Since 2019 I think I’ve known exactly what I felt and I’ve understood the purpose of my work Holding Water. So I continued to edit the rest of hundreds of photos that I took at Tri-An that I had never touched. And I had a new look and a new statement. I can share a bit with you here, this is the new statement of Holding Water so you can know what I’m talking about and how I understand my purpose.
There is one thing of mystery, from 2010 to 2015 I was at the lake taking photos but I never swam in the lake even one time. One of my last days, I think I tried to swim in this lake. So, I did, and you know what? I never have dreams anymore about death in the water.

Holding Water is the result of five years work from 2010 – 2015, in which Duy Phuong documented the landscape and lives of communities living on the shores of Tri An Lake in South Vietnam – now the site of a hydroelectric dam. His poetic and intimate photos reflect on the bond between the people and the land, and the uncertainty that awaits them. Blending Vietnamese sensibility and French aesthetic, he has the ability to balance form and concept in a way that is both provocative and restrained.
Touching the water, I feel the sensation of it slipping through my hands, the currents flowing warm and cold, cool and pleasant. Wet marks form on the skin.
Water haunts my dreams. It has always been a source of obsession since I was a little boy. In my obscure childhood recollections, water stirs up unsettling feelings. I found myself in Tri An Lake by chance, the site of one of the biggest hydroelectric dams in the South of Vietnam. Here, water is the fate of the people. They are the water and the water is their lives. It is also their dreams, their hopes and hopelessness.

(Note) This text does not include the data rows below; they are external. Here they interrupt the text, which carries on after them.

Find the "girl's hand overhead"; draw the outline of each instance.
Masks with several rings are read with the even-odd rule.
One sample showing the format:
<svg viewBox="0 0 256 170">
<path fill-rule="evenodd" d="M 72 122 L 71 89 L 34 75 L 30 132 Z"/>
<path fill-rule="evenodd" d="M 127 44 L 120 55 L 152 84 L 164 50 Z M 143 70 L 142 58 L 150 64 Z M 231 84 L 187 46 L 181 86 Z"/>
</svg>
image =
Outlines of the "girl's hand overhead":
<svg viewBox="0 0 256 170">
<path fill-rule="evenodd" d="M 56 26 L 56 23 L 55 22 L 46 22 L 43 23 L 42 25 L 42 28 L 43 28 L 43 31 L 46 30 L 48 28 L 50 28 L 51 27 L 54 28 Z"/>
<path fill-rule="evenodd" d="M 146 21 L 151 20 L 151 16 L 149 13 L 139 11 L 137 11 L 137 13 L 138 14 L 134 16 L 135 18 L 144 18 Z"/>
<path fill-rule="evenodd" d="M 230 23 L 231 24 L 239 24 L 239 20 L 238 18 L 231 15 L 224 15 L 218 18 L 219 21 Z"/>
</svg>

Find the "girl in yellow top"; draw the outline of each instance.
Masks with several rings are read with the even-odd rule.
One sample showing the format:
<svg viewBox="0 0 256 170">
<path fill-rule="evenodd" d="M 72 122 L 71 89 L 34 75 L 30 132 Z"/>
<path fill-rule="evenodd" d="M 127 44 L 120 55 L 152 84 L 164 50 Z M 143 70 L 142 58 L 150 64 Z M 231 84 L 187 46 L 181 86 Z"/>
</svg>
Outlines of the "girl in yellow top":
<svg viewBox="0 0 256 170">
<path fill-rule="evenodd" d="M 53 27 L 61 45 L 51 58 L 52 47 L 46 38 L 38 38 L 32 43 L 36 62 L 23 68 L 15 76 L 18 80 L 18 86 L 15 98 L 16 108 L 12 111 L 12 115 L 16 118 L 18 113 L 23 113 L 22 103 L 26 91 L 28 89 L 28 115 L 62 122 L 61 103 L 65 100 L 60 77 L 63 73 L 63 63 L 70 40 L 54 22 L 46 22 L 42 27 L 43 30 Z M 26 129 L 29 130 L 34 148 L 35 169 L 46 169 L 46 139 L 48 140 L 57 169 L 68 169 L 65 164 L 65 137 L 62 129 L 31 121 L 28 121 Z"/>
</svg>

As my acquaintance with the place deepened, I was allowed to tag along with the people whose lives revolve around the rising and ebbing of the tides. Somehow my life became interwoven into their daily life and interior world, amidst a sublime and spellbinding background. Humans, nature and memories appear and vanish, like the glimmering reflections in the river of life. The lake, with both its dreamlike characteristics and the physicality of its landscapes, merges with the people and their existence, all becoming an oneiric part of my work. I immersed myself in the waters, carried away by its currents, the way a stranger immerses himself in the life of the local people, carried away by the intimacy and confidence they shared with me. Water is the spirit that you can only understand by being immersed in its essence.

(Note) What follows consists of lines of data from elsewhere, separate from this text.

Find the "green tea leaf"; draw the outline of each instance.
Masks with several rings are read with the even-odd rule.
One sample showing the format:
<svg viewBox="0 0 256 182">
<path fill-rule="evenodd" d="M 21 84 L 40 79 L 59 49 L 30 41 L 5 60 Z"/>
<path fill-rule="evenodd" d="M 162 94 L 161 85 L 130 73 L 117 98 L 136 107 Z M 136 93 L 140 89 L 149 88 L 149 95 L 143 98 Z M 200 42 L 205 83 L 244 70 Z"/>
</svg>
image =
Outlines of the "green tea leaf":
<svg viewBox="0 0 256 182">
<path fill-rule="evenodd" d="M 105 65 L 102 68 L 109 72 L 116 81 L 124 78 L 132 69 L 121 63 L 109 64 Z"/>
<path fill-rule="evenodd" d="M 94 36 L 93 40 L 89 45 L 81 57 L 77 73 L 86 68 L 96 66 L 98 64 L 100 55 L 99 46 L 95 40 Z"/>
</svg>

While conscious of the damage these dams might inflict on the lake communities in the near-future, the locals remain attached to their habitual way of life. In sharing their personal stories, reality and fiction collided. As well as illustrating their connection to the water – which has deepened throughout the generations – there is an underlying fear of loss. The children who grow up here leave seeking new horizons and opportunities that will in turn shape their lives. Some return altered by the experience, others never return or get swept away by the tides. Youth is like the water you’ve caught in your hand: it slips through your fingers when you try to hold on. So be still and let it go.